Altri che stavolta sono soprattutto gli ucraini, i più assassinati di tutti e da tutti. Da chi li bersaglia con ferocia da Oriente, ma anche da quelli e quelle (che delusione le troppe donne della politica suicida d’Europa…) che continuano a spiegare che loro, gli ucraini, gente soda e di contadina saggezza, questa guerra la vogliono.

Disperatamente la vogliono. Con tutte le forze la vogliono. E la vogliono fare sino in fondo. E tutti comprendiamo la rabbia e l’orgoglio che animano la resistenza in armi di tanta gente d’Ucraina, ma troppo pochi tra noi – e specialmente tra chi ha potere e dovere – vedono e aiutano a comprendere che il “fino in fondo”, non è il trionfo che non ci sarà per nessuno, né per l’aggressore né per l’aggredito, ma è la vita perduta. La vita di centinaia e centinaia di ucraini, soprattutto giovani, inceneriti ogni giorno, senza tregua, nella fornace atroce dello scontro, che da un anno è veemente e tremendo e per altri otto anni è stato orribile e sordo.
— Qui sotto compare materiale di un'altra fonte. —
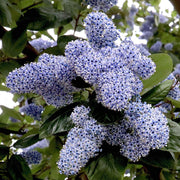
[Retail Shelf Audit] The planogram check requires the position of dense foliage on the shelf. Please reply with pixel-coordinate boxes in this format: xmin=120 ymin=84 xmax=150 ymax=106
xmin=0 ymin=0 xmax=180 ymax=180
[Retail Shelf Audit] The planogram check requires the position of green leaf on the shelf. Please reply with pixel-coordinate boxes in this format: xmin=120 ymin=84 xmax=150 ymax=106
xmin=165 ymin=97 xmax=180 ymax=108
xmin=140 ymin=150 xmax=175 ymax=169
xmin=2 ymin=27 xmax=27 ymax=57
xmin=141 ymin=53 xmax=173 ymax=95
xmin=0 ymin=60 xmax=20 ymax=77
xmin=0 ymin=0 xmax=12 ymax=26
xmin=62 ymin=0 xmax=82 ymax=18
xmin=39 ymin=103 xmax=77 ymax=138
xmin=18 ymin=6 xmax=72 ymax=31
xmin=0 ymin=84 xmax=10 ymax=91
xmin=142 ymin=80 xmax=174 ymax=105
xmin=0 ymin=105 xmax=24 ymax=121
xmin=0 ymin=145 xmax=9 ymax=160
xmin=8 ymin=155 xmax=33 ymax=180
xmin=57 ymin=35 xmax=78 ymax=54
xmin=86 ymin=153 xmax=127 ymax=180
xmin=162 ymin=119 xmax=180 ymax=152
xmin=160 ymin=171 xmax=176 ymax=180
xmin=13 ymin=134 xmax=39 ymax=148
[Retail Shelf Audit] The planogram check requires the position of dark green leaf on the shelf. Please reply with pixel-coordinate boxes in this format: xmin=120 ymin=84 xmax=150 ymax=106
xmin=86 ymin=153 xmax=127 ymax=180
xmin=18 ymin=6 xmax=72 ymax=31
xmin=0 ymin=106 xmax=24 ymax=121
xmin=39 ymin=103 xmax=77 ymax=138
xmin=162 ymin=119 xmax=180 ymax=152
xmin=8 ymin=155 xmax=33 ymax=180
xmin=0 ymin=0 xmax=12 ymax=25
xmin=0 ymin=145 xmax=9 ymax=160
xmin=2 ymin=26 xmax=27 ymax=57
xmin=140 ymin=150 xmax=175 ymax=169
xmin=142 ymin=80 xmax=174 ymax=105
xmin=57 ymin=35 xmax=78 ymax=54
xmin=13 ymin=134 xmax=39 ymax=148
xmin=141 ymin=53 xmax=173 ymax=95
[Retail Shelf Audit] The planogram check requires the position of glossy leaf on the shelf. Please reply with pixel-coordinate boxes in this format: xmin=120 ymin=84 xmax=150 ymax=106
xmin=140 ymin=150 xmax=175 ymax=169
xmin=0 ymin=0 xmax=12 ymax=25
xmin=86 ymin=153 xmax=127 ymax=180
xmin=142 ymin=80 xmax=174 ymax=105
xmin=2 ymin=27 xmax=27 ymax=57
xmin=8 ymin=155 xmax=33 ymax=180
xmin=165 ymin=97 xmax=180 ymax=108
xmin=0 ymin=145 xmax=9 ymax=160
xmin=141 ymin=53 xmax=173 ymax=95
xmin=0 ymin=106 xmax=24 ymax=121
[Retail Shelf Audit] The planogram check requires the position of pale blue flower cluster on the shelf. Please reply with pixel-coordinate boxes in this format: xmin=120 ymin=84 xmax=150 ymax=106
xmin=157 ymin=72 xmax=180 ymax=113
xmin=65 ymin=35 xmax=156 ymax=111
xmin=106 ymin=102 xmax=169 ymax=161
xmin=140 ymin=12 xmax=168 ymax=40
xmin=19 ymin=103 xmax=44 ymax=121
xmin=20 ymin=150 xmax=42 ymax=165
xmin=127 ymin=5 xmax=138 ymax=29
xmin=84 ymin=12 xmax=119 ymax=49
xmin=6 ymin=53 xmax=76 ymax=107
xmin=86 ymin=0 xmax=117 ymax=12
xmin=29 ymin=38 xmax=57 ymax=52
xmin=150 ymin=41 xmax=162 ymax=53
xmin=58 ymin=106 xmax=105 ymax=175
xmin=20 ymin=139 xmax=49 ymax=165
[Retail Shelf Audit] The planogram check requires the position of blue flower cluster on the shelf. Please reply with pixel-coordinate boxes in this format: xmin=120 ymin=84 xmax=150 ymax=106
xmin=157 ymin=72 xmax=180 ymax=113
xmin=86 ymin=0 xmax=117 ymax=12
xmin=150 ymin=41 xmax=162 ymax=53
xmin=19 ymin=103 xmax=44 ymax=121
xmin=6 ymin=53 xmax=76 ymax=107
xmin=84 ymin=12 xmax=119 ymax=49
xmin=65 ymin=34 xmax=156 ymax=111
xmin=164 ymin=43 xmax=173 ymax=51
xmin=20 ymin=139 xmax=49 ymax=165
xmin=140 ymin=12 xmax=168 ymax=40
xmin=20 ymin=150 xmax=42 ymax=165
xmin=58 ymin=106 xmax=105 ymax=175
xmin=127 ymin=5 xmax=138 ymax=29
xmin=106 ymin=102 xmax=169 ymax=161
xmin=29 ymin=38 xmax=57 ymax=52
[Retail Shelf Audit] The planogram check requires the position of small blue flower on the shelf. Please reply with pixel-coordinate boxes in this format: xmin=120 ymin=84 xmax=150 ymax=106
xmin=84 ymin=12 xmax=119 ymax=49
xmin=164 ymin=43 xmax=173 ymax=51
xmin=29 ymin=38 xmax=57 ymax=52
xmin=86 ymin=0 xmax=117 ymax=12
xmin=150 ymin=41 xmax=162 ymax=53
xmin=19 ymin=103 xmax=44 ymax=121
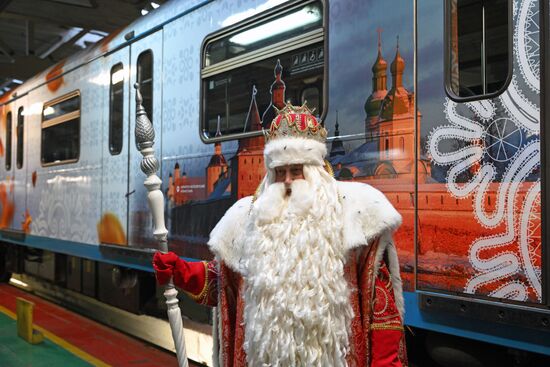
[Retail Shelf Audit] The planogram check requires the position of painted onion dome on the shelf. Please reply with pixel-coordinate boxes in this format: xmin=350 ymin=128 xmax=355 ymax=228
xmin=330 ymin=111 xmax=346 ymax=158
xmin=365 ymin=30 xmax=388 ymax=119
xmin=380 ymin=37 xmax=412 ymax=120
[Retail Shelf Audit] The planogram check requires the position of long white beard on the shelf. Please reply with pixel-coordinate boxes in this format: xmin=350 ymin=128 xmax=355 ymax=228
xmin=241 ymin=166 xmax=353 ymax=367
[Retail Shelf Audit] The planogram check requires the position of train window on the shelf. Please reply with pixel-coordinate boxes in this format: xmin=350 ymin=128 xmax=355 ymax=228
xmin=15 ymin=107 xmax=25 ymax=169
xmin=137 ymin=50 xmax=153 ymax=123
xmin=41 ymin=91 xmax=80 ymax=166
xmin=109 ymin=63 xmax=124 ymax=155
xmin=6 ymin=112 xmax=12 ymax=171
xmin=200 ymin=0 xmax=326 ymax=142
xmin=446 ymin=0 xmax=512 ymax=100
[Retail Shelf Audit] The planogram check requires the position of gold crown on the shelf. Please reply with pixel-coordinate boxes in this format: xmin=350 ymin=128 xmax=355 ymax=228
xmin=265 ymin=103 xmax=327 ymax=144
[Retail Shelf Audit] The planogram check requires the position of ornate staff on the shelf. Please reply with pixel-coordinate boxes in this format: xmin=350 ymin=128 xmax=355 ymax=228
xmin=134 ymin=83 xmax=188 ymax=367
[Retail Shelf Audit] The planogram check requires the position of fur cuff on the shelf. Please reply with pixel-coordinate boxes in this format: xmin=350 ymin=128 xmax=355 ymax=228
xmin=264 ymin=137 xmax=327 ymax=169
xmin=208 ymin=196 xmax=252 ymax=271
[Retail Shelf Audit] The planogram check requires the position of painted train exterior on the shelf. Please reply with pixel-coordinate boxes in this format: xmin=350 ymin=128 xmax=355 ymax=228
xmin=0 ymin=0 xmax=550 ymax=366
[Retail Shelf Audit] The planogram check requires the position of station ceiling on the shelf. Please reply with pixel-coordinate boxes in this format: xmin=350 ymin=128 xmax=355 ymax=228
xmin=0 ymin=0 xmax=167 ymax=96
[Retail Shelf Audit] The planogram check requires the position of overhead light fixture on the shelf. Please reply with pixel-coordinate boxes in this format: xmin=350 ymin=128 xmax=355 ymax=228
xmin=111 ymin=69 xmax=124 ymax=85
xmin=229 ymin=6 xmax=321 ymax=46
xmin=10 ymin=278 xmax=29 ymax=288
xmin=42 ymin=106 xmax=55 ymax=116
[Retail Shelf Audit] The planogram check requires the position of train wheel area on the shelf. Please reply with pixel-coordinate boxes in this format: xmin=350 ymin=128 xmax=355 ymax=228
xmin=0 ymin=284 xmax=198 ymax=367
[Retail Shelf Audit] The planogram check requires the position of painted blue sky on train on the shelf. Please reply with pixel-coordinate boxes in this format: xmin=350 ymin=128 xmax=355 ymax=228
xmin=325 ymin=0 xmax=413 ymax=139
xmin=325 ymin=0 xmax=445 ymax=142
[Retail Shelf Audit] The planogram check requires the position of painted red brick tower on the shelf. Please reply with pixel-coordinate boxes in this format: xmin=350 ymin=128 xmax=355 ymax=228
xmin=365 ymin=34 xmax=430 ymax=182
xmin=206 ymin=116 xmax=227 ymax=198
xmin=231 ymin=85 xmax=268 ymax=199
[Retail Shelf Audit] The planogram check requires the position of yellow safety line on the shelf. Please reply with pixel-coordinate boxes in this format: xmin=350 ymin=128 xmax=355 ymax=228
xmin=0 ymin=306 xmax=111 ymax=367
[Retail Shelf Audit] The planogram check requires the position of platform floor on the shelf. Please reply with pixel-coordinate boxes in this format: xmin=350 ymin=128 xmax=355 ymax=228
xmin=0 ymin=283 xmax=192 ymax=367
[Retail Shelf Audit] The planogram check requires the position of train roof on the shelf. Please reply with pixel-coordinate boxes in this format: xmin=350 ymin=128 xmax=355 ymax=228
xmin=0 ymin=0 xmax=209 ymax=104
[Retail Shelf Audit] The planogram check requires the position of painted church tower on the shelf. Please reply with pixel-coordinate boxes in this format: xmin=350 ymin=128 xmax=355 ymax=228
xmin=206 ymin=116 xmax=227 ymax=197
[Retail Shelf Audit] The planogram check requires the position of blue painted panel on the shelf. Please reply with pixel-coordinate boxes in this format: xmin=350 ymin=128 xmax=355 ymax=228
xmin=404 ymin=292 xmax=550 ymax=355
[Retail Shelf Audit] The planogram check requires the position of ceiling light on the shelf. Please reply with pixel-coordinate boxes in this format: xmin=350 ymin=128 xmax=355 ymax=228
xmin=111 ymin=69 xmax=124 ymax=85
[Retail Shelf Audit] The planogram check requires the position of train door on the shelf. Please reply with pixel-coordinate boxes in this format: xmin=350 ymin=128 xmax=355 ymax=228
xmin=99 ymin=47 xmax=130 ymax=245
xmin=416 ymin=0 xmax=544 ymax=311
xmin=128 ymin=30 xmax=163 ymax=247
xmin=0 ymin=103 xmax=15 ymax=228
xmin=9 ymin=96 xmax=29 ymax=230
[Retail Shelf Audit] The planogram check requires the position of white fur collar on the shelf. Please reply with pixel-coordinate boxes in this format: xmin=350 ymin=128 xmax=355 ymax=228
xmin=208 ymin=181 xmax=401 ymax=272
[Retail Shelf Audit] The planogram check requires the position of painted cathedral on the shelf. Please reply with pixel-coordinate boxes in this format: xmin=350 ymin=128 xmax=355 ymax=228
xmin=328 ymin=36 xmax=431 ymax=183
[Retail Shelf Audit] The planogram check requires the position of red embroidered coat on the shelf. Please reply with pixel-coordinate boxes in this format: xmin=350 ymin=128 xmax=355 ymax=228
xmin=157 ymin=182 xmax=408 ymax=367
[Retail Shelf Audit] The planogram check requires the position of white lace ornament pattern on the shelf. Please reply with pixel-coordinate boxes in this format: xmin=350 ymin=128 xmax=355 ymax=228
xmin=427 ymin=0 xmax=541 ymax=301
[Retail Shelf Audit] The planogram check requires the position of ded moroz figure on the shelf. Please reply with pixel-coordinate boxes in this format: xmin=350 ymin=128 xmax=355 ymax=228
xmin=154 ymin=105 xmax=407 ymax=367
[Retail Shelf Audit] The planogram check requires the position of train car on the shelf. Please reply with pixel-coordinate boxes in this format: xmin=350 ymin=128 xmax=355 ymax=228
xmin=0 ymin=0 xmax=550 ymax=365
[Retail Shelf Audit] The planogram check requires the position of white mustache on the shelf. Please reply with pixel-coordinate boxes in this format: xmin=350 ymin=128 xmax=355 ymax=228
xmin=253 ymin=180 xmax=315 ymax=226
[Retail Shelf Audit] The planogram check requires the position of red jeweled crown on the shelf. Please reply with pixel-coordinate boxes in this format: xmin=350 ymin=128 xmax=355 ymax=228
xmin=265 ymin=103 xmax=327 ymax=144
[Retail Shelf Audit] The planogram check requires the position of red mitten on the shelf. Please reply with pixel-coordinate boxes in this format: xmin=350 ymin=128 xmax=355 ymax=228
xmin=153 ymin=252 xmax=206 ymax=295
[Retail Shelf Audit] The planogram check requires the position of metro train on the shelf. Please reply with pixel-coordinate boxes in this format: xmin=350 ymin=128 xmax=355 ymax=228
xmin=0 ymin=0 xmax=550 ymax=365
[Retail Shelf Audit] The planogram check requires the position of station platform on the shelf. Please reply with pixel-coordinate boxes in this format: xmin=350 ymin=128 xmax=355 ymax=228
xmin=0 ymin=283 xmax=200 ymax=367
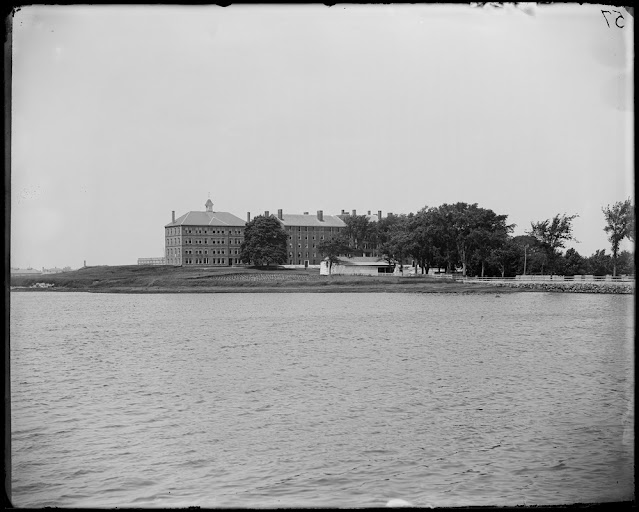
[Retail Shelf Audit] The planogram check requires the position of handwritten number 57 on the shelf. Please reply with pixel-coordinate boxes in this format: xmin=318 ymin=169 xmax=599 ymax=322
xmin=601 ymin=10 xmax=625 ymax=28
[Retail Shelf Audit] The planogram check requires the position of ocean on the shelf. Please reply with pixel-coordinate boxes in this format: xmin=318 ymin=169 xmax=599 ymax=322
xmin=10 ymin=291 xmax=635 ymax=508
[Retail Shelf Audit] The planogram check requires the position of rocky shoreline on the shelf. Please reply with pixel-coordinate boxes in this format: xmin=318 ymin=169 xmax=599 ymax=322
xmin=470 ymin=281 xmax=635 ymax=294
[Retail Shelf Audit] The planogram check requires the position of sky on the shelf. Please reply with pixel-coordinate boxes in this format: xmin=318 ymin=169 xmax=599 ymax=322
xmin=10 ymin=4 xmax=634 ymax=269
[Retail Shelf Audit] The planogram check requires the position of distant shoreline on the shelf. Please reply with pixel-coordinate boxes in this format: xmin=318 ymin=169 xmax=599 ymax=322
xmin=10 ymin=265 xmax=634 ymax=294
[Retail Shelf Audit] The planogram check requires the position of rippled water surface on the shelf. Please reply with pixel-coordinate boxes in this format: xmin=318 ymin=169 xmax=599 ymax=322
xmin=11 ymin=292 xmax=634 ymax=507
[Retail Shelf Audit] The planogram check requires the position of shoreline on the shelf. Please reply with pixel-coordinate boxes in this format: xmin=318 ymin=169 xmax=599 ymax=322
xmin=10 ymin=265 xmax=635 ymax=295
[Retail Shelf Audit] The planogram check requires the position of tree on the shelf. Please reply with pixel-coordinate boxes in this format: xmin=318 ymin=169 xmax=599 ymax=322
xmin=482 ymin=237 xmax=521 ymax=277
xmin=240 ymin=215 xmax=288 ymax=267
xmin=344 ymin=215 xmax=374 ymax=254
xmin=317 ymin=234 xmax=350 ymax=274
xmin=469 ymin=208 xmax=515 ymax=277
xmin=585 ymin=249 xmax=612 ymax=276
xmin=563 ymin=247 xmax=586 ymax=276
xmin=408 ymin=206 xmax=437 ymax=274
xmin=601 ymin=199 xmax=634 ymax=276
xmin=617 ymin=251 xmax=635 ymax=274
xmin=527 ymin=214 xmax=579 ymax=275
xmin=512 ymin=235 xmax=545 ymax=275
xmin=439 ymin=203 xmax=513 ymax=276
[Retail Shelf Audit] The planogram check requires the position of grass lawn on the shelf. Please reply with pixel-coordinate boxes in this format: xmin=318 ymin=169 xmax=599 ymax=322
xmin=11 ymin=265 xmax=514 ymax=293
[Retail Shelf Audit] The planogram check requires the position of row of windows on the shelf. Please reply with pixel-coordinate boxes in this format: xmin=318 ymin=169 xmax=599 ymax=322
xmin=184 ymin=258 xmax=240 ymax=265
xmin=288 ymin=252 xmax=317 ymax=259
xmin=180 ymin=227 xmax=242 ymax=235
xmin=184 ymin=249 xmax=231 ymax=254
xmin=285 ymin=226 xmax=344 ymax=233
xmin=288 ymin=235 xmax=324 ymax=240
xmin=180 ymin=238 xmax=242 ymax=245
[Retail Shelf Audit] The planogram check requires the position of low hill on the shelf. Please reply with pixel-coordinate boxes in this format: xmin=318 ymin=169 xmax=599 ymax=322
xmin=11 ymin=265 xmax=502 ymax=293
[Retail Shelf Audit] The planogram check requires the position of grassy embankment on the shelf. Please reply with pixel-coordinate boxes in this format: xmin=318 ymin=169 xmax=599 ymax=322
xmin=11 ymin=265 xmax=510 ymax=293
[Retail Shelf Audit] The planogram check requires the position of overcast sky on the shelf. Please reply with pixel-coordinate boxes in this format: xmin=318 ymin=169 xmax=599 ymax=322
xmin=11 ymin=4 xmax=634 ymax=268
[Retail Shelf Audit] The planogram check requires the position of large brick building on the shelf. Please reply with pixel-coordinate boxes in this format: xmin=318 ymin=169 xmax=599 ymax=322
xmin=247 ymin=210 xmax=346 ymax=265
xmin=164 ymin=199 xmax=245 ymax=266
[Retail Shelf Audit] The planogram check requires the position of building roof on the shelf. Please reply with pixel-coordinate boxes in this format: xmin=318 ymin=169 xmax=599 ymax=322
xmin=164 ymin=211 xmax=246 ymax=228
xmin=328 ymin=256 xmax=389 ymax=267
xmin=276 ymin=213 xmax=346 ymax=228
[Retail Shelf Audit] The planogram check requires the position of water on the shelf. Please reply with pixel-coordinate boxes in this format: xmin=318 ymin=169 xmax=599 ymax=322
xmin=11 ymin=292 xmax=634 ymax=508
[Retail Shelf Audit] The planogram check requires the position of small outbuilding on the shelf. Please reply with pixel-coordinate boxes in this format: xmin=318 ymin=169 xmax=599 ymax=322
xmin=320 ymin=256 xmax=394 ymax=276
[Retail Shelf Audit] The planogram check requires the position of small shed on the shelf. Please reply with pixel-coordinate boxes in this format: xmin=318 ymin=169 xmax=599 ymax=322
xmin=320 ymin=256 xmax=394 ymax=276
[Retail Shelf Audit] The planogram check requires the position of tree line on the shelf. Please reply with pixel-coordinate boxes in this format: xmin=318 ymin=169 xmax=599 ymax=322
xmin=240 ymin=199 xmax=635 ymax=277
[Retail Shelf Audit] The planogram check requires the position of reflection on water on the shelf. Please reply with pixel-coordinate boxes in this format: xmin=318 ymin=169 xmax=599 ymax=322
xmin=11 ymin=292 xmax=634 ymax=507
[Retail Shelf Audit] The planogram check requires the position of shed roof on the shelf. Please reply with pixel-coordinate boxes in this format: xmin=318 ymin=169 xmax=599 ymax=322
xmin=276 ymin=213 xmax=346 ymax=228
xmin=328 ymin=256 xmax=390 ymax=267
xmin=164 ymin=212 xmax=246 ymax=228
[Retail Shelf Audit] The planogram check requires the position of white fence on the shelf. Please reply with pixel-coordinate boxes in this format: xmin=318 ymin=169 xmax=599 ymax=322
xmin=460 ymin=274 xmax=635 ymax=283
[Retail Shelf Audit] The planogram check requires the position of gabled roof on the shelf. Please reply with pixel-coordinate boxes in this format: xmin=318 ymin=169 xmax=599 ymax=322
xmin=276 ymin=213 xmax=346 ymax=228
xmin=324 ymin=256 xmax=390 ymax=267
xmin=164 ymin=212 xmax=246 ymax=228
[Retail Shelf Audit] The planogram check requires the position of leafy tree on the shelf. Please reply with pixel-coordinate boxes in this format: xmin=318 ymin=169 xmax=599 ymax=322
xmin=240 ymin=215 xmax=288 ymax=267
xmin=617 ymin=251 xmax=635 ymax=274
xmin=344 ymin=215 xmax=375 ymax=254
xmin=601 ymin=199 xmax=634 ymax=276
xmin=585 ymin=249 xmax=612 ymax=276
xmin=377 ymin=214 xmax=411 ymax=267
xmin=512 ymin=235 xmax=545 ymax=275
xmin=527 ymin=214 xmax=579 ymax=275
xmin=407 ymin=206 xmax=438 ymax=274
xmin=432 ymin=203 xmax=513 ymax=276
xmin=487 ymin=237 xmax=521 ymax=277
xmin=562 ymin=247 xmax=586 ymax=276
xmin=317 ymin=234 xmax=350 ymax=274
xmin=469 ymin=208 xmax=515 ymax=277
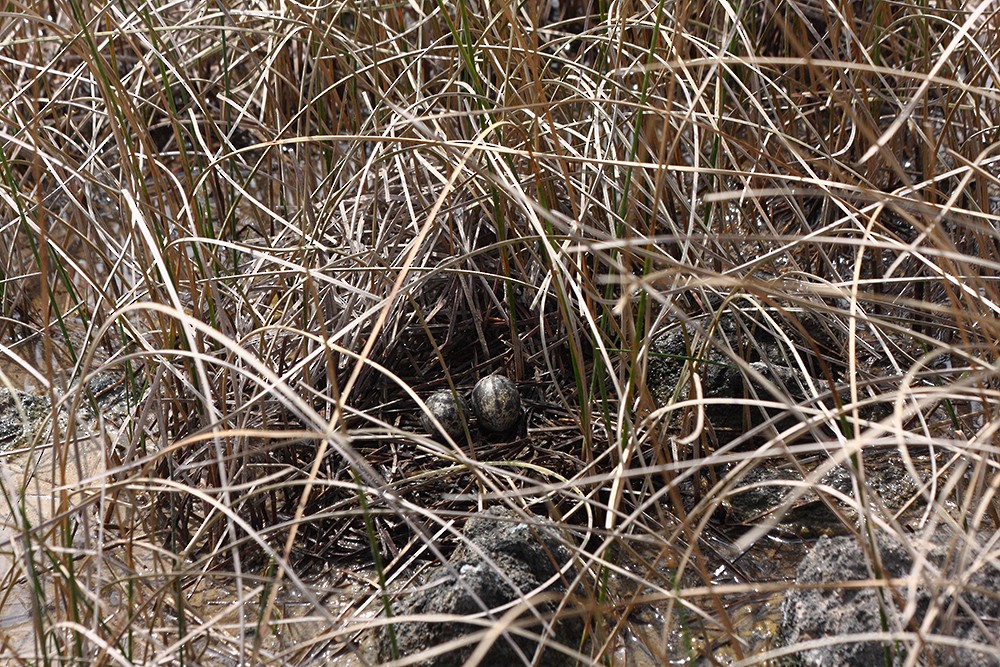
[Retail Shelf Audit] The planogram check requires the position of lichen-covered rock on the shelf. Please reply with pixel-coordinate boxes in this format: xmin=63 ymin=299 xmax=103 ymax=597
xmin=420 ymin=389 xmax=469 ymax=439
xmin=781 ymin=536 xmax=1000 ymax=667
xmin=376 ymin=507 xmax=582 ymax=667
xmin=646 ymin=311 xmax=822 ymax=444
xmin=472 ymin=375 xmax=523 ymax=433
Sì, si sta suicidando l’Europa comunitaria, ridotta a terreno e retrovia di battaglie che non doveva far ingaggiare, a selettivo campo profughi (bianchi e scuri di pelle non sono uguali), a supermarket di armamenti di vecchia e nuova fattura e addirittura, persino con le migliori intenzioni, a sterile e disciplinato battutificio guerrafondaio.

Sì, si sta suicidando la Russia di un non più nuovo ma più arrogante e spietato “zar” che vuol mettere nel cuore di un nuovo ordine globale il suo Russkij Mir, il mondo russo, e che torna ad arruolare i Patriarchi, che imbavaglia e soffoca ogni opposizione anche se non riesce a spezzarne del tutto la voce, che manda al macello e trasforma in macellai i figli più poveri del suo stesso multinazionale popolo e che impedisce persino di vedere ciò che la guerra che ha iniziato di nuovo, e di cui è indubitabilmente primo responsabile, fa anche alla sua gente.